Government stimulus spending is ill-suited to this task. Rather than help entrepreneurs create jobs, it actually makes the process harder by keeping unsustainable business models on life support with a dose of cash. Take as examples Obama's cash-for-clunkers program, and the first-time homebuyer subsidy. Both policies temporarily and artificially boosted demand in a given sector of the economy. Neither policy helped those employed in the affected economic sectors find sustainable jobs after the government spending ran out.

Can government simply keep subsidizing inefficient and failing areas of the economy forever? Keynes seemed to think so. Pressed to justify the long-term borrowing costs of his short-term stimulus policies Keynes famously once said, "In the long run, we're all dead." Unfortunately for the United States, the long run is now here in the form of a $14.3 trillion debt. And there is evidence that the size of the current debt is making it harder for entrepreneurs to create jobs.

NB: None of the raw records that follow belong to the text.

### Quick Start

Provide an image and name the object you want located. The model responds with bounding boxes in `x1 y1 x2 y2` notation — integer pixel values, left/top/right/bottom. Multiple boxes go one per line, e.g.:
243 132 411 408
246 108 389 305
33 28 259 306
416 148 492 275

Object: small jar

A study released earlier this year by Stanford economist John Taylor found a strong relationship between private sector investment and employment: The higher private investment is as a share of total economic activity, the lower the unemployment rate. But, more than 20 months into the Obama recovery, private sector investment has not returned to pre-recession levels. And the federal government's uncertain fiscal future is a big reason why.

How much will taxes rise in the upcoming debt limit deal? $500 billion? $1 trillion? And even after that tax increase is done, will the 2001 and 2003 tax cuts be extended in 2012? Letting the current rates expire would increase taxes by $5 trillion. How can businesses be expected to make long-term investment decisions when they don't even know what their tax liabilities will be?

Governments don't create sustainable jobs. Entrepreneurs do. Obama would do well to get out of their way.
But Obama doesn't believe in government getting out of the way of entrepreneurs. And so, as long as his policies continue, steep unemployment will continue.